Solo con
las dos primeras notas de la guitarra con trémolo que utiliza Angelo Badalamenti se abren las puertas de un nuevo mundo que ha conducido al medio televisivo a conquistar a todos los reticentes de la pequeña pantalla, ahora devotos de un culto llamado “Twin Peaks”. No es únicamente, pese a lo argumentado por la “intelligentsia” de cada país, el respeto que se profesa a
David Lynch; llegado un punto, cualquier personaje del telefilme posee las características necesarias para crear un enganche inmediato a ese mundo insano y arrebatador donde el Agente Cooper, Ben Horne, el sheriff
Truman o ese despliegue de bellezas femeninas se mueven… o mueren; la delicia de lo perverso, el surrealismo llevado a través de un buen cupo de capítulos donde cabe de todo: es la fusión del cine y la televisión, mil y una historias desarrolladas con tal sentido del humor que es imposible desdeñarlas.
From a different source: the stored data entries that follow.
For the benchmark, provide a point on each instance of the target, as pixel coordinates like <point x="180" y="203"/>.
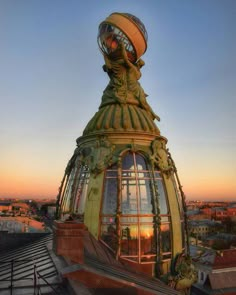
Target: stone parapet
<point x="68" y="240"/>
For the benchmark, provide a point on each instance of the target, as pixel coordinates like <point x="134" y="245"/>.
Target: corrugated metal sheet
<point x="223" y="280"/>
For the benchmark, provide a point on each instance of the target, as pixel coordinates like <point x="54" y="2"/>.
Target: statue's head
<point x="125" y="28"/>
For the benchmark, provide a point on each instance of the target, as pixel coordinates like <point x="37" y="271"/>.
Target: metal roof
<point x="28" y="269"/>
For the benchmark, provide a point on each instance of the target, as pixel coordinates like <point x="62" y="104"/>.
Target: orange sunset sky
<point x="51" y="83"/>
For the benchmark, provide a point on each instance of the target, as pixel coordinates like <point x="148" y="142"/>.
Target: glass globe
<point x="114" y="30"/>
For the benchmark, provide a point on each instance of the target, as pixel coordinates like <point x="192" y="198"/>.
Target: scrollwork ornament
<point x="160" y="156"/>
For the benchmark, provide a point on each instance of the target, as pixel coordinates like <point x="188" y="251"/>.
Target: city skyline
<point x="51" y="83"/>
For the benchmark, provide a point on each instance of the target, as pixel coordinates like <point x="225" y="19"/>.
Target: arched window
<point x="134" y="200"/>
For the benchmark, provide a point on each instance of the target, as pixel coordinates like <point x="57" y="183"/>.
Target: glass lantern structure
<point x="122" y="181"/>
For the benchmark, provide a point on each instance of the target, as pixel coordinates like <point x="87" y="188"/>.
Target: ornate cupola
<point x="121" y="180"/>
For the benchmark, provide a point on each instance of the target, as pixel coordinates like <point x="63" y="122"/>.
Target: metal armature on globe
<point x="121" y="181"/>
<point x="122" y="28"/>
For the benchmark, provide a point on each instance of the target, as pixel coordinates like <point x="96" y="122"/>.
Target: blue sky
<point x="51" y="82"/>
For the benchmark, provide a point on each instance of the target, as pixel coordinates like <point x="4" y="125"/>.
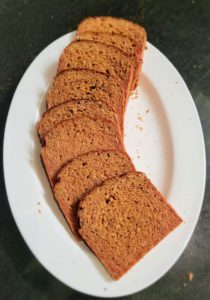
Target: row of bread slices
<point x="117" y="211"/>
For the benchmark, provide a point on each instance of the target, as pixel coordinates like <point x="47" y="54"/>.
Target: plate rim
<point x="193" y="106"/>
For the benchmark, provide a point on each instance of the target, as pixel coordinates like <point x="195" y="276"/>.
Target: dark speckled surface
<point x="181" y="30"/>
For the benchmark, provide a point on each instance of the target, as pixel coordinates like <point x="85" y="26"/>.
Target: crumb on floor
<point x="190" y="276"/>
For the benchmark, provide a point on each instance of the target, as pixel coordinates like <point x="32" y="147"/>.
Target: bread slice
<point x="72" y="109"/>
<point x="90" y="85"/>
<point x="74" y="137"/>
<point x="122" y="42"/>
<point x="83" y="174"/>
<point x="114" y="25"/>
<point x="117" y="26"/>
<point x="100" y="57"/>
<point x="123" y="219"/>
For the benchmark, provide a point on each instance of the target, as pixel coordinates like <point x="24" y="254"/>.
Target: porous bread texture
<point x="114" y="25"/>
<point x="73" y="137"/>
<point x="84" y="173"/>
<point x="90" y="85"/>
<point x="122" y="42"/>
<point x="100" y="57"/>
<point x="72" y="109"/>
<point x="123" y="219"/>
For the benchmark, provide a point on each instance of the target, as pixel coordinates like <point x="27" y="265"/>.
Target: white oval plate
<point x="165" y="140"/>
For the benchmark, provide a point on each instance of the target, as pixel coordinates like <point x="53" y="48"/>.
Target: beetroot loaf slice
<point x="90" y="85"/>
<point x="100" y="57"/>
<point x="123" y="219"/>
<point x="72" y="109"/>
<point x="117" y="26"/>
<point x="82" y="174"/>
<point x="114" y="25"/>
<point x="73" y="137"/>
<point x="122" y="42"/>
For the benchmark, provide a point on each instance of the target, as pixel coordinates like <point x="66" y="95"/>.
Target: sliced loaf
<point x="90" y="85"/>
<point x="72" y="109"/>
<point x="123" y="219"/>
<point x="100" y="57"/>
<point x="82" y="174"/>
<point x="74" y="137"/>
<point x="114" y="25"/>
<point x="124" y="43"/>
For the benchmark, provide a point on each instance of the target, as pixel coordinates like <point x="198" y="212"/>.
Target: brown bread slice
<point x="114" y="25"/>
<point x="83" y="174"/>
<point x="123" y="219"/>
<point x="90" y="85"/>
<point x="74" y="137"/>
<point x="117" y="26"/>
<point x="100" y="57"/>
<point x="72" y="109"/>
<point x="122" y="42"/>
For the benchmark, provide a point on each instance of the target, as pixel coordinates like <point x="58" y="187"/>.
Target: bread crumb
<point x="139" y="127"/>
<point x="190" y="276"/>
<point x="140" y="118"/>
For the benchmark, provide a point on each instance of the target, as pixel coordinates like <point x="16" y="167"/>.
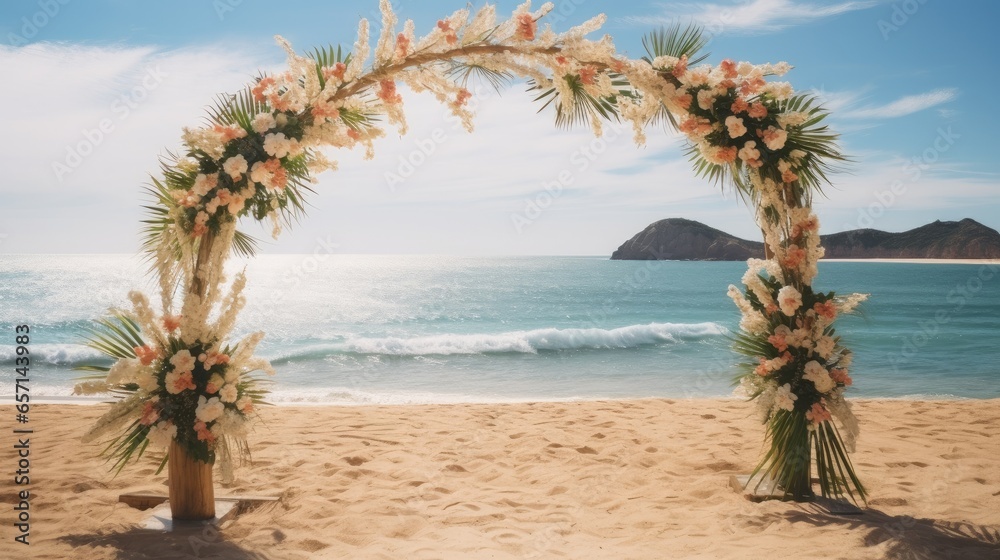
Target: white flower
<point x="183" y="361"/>
<point x="209" y="409"/>
<point x="785" y="398"/>
<point x="161" y="434"/>
<point x="204" y="183"/>
<point x="277" y="145"/>
<point x="235" y="166"/>
<point x="825" y="346"/>
<point x="146" y="381"/>
<point x="123" y="371"/>
<point x="228" y="393"/>
<point x="790" y="300"/>
<point x="775" y="139"/>
<point x="800" y="338"/>
<point x="819" y="376"/>
<point x="749" y="151"/>
<point x="706" y="98"/>
<point x="245" y="404"/>
<point x="735" y="126"/>
<point x="263" y="122"/>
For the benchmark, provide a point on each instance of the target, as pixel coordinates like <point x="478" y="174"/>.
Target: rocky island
<point x="688" y="240"/>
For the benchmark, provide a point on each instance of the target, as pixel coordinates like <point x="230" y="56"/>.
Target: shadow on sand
<point x="906" y="537"/>
<point x="194" y="542"/>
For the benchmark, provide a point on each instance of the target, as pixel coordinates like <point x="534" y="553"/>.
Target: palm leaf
<point x="586" y="107"/>
<point x="237" y="109"/>
<point x="676" y="41"/>
<point x="115" y="337"/>
<point x="327" y="57"/>
<point x="463" y="72"/>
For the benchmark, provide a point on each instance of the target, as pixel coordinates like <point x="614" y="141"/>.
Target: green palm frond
<point x="463" y="72"/>
<point x="237" y="109"/>
<point x="585" y="106"/>
<point x="326" y="57"/>
<point x="721" y="175"/>
<point x="244" y="244"/>
<point x="115" y="337"/>
<point x="676" y="41"/>
<point x="814" y="138"/>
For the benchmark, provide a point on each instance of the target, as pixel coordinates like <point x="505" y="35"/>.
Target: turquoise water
<point x="394" y="329"/>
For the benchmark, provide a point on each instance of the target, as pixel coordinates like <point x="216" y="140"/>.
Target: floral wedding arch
<point x="182" y="385"/>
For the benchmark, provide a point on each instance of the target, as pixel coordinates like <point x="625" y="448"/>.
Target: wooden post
<point x="192" y="495"/>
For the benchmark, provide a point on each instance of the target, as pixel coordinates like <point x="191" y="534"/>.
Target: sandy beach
<point x="600" y="479"/>
<point x="990" y="262"/>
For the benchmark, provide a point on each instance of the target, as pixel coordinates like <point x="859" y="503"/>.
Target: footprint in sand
<point x="895" y="502"/>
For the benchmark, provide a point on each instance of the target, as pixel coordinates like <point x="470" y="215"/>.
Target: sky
<point x="96" y="92"/>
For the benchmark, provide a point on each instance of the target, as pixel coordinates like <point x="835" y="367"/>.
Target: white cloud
<point x="904" y="106"/>
<point x="748" y="16"/>
<point x="461" y="198"/>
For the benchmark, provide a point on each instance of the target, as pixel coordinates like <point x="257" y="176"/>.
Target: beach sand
<point x="988" y="262"/>
<point x="601" y="479"/>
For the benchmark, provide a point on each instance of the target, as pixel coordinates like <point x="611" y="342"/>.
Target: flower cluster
<point x="801" y="364"/>
<point x="769" y="142"/>
<point x="261" y="150"/>
<point x="183" y="382"/>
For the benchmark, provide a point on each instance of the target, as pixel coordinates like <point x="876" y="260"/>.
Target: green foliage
<point x="676" y="41"/>
<point x="586" y="107"/>
<point x="464" y="72"/>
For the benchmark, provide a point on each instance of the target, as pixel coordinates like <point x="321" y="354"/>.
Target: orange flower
<point x="728" y="68"/>
<point x="526" y="27"/>
<point x="262" y="85"/>
<point x="818" y="414"/>
<point x="684" y="100"/>
<point x="758" y="111"/>
<point x="826" y="309"/>
<point x="449" y="33"/>
<point x="149" y="414"/>
<point x="840" y="376"/>
<point x="750" y="87"/>
<point x="680" y="68"/>
<point x="336" y="72"/>
<point x="387" y="92"/>
<point x="402" y="45"/>
<point x="794" y="256"/>
<point x="462" y="98"/>
<point x="728" y="154"/>
<point x="171" y="322"/>
<point x="204" y="434"/>
<point x="146" y="354"/>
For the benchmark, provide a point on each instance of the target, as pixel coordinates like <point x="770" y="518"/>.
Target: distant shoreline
<point x="919" y="261"/>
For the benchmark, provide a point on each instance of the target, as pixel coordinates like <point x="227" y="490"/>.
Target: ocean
<point x="346" y="329"/>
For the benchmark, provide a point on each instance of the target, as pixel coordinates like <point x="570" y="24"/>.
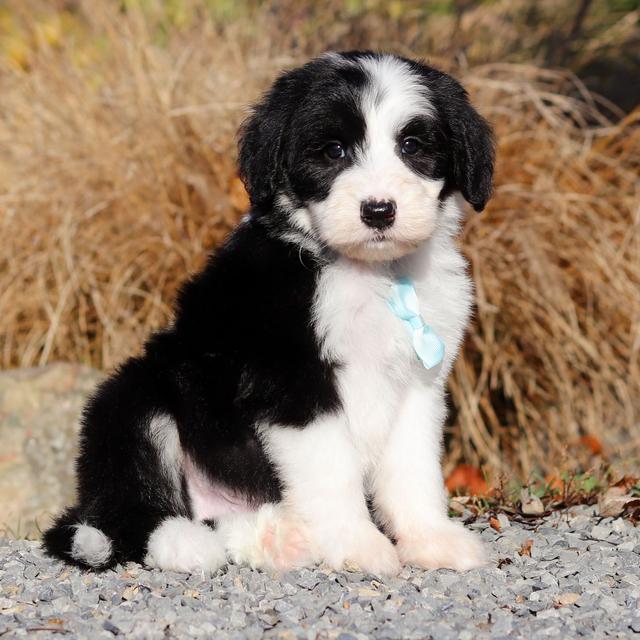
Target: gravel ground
<point x="581" y="579"/>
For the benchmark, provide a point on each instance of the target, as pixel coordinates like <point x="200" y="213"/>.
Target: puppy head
<point x="358" y="151"/>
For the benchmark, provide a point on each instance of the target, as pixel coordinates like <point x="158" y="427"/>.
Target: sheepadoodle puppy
<point x="293" y="411"/>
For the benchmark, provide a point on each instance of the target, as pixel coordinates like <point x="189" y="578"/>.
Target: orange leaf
<point x="626" y="483"/>
<point x="553" y="481"/>
<point x="593" y="444"/>
<point x="525" y="550"/>
<point x="466" y="478"/>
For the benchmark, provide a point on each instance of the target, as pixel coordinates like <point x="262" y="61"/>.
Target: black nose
<point x="378" y="214"/>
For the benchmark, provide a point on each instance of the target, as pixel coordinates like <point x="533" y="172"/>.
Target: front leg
<point x="408" y="489"/>
<point x="323" y="485"/>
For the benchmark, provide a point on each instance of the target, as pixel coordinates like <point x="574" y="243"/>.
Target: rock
<point x="613" y="501"/>
<point x="39" y="414"/>
<point x="531" y="504"/>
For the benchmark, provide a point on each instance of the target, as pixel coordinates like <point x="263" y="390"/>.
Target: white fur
<point x="179" y="544"/>
<point x="394" y="97"/>
<point x="386" y="439"/>
<point x="269" y="538"/>
<point x="90" y="546"/>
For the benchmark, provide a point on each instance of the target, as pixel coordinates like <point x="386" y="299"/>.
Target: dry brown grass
<point x="117" y="175"/>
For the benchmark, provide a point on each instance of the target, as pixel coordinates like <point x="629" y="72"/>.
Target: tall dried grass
<point x="117" y="175"/>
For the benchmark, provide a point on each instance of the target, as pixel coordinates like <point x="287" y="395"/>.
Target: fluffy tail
<point x="74" y="540"/>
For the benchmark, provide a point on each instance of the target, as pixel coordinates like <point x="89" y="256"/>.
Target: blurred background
<point x="117" y="176"/>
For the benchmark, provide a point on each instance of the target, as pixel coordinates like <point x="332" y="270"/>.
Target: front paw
<point x="365" y="546"/>
<point x="448" y="545"/>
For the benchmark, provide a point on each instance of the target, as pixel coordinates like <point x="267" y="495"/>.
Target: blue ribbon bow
<point x="404" y="303"/>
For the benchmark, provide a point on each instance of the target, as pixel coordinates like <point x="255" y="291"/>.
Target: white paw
<point x="91" y="546"/>
<point x="269" y="538"/>
<point x="180" y="544"/>
<point x="285" y="544"/>
<point x="448" y="545"/>
<point x="367" y="547"/>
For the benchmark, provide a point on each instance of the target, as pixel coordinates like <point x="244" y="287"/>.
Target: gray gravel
<point x="582" y="580"/>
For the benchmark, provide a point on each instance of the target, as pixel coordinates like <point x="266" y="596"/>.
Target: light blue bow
<point x="404" y="303"/>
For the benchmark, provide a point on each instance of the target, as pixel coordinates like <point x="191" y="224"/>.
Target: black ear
<point x="260" y="146"/>
<point x="471" y="138"/>
<point x="473" y="151"/>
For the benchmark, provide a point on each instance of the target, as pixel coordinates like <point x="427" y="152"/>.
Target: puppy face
<point x="357" y="151"/>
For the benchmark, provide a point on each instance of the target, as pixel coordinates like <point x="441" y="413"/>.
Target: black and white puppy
<point x="285" y="417"/>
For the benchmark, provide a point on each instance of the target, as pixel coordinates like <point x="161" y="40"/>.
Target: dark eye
<point x="334" y="151"/>
<point x="410" y="146"/>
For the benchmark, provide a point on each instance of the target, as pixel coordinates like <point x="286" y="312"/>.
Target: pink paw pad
<point x="285" y="545"/>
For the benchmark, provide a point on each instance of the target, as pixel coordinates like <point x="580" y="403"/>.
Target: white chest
<point x="358" y="330"/>
<point x="377" y="362"/>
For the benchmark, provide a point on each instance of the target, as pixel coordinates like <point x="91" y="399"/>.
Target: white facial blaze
<point x="394" y="97"/>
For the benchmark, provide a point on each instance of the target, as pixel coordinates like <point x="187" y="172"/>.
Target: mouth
<point x="380" y="237"/>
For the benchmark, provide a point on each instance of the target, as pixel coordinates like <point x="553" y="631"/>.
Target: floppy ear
<point x="473" y="151"/>
<point x="471" y="137"/>
<point x="260" y="152"/>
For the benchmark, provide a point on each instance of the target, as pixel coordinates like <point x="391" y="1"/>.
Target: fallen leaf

Pero Twin Peaks no existe, si no es en las mentes del equipo creativo de la serie, o por lo menos no existe como tal; y ahí está lo maravilloso del cine, o de la televisión. Lo sorprendente del asunto es la gran cantidad de fanáticos que se dirigen a los pueblos y lugares donde se rodó la ficción, en una especie de peregrinaje que aúna intelectuales defensores del medio televisivo como herramienta de comunicación, hippies que ven la resurrección de la literatura beat, amantes de Buñuel y, en fin, un buen montón de Peaks Freaks; confieso que yo fui uno de ellos.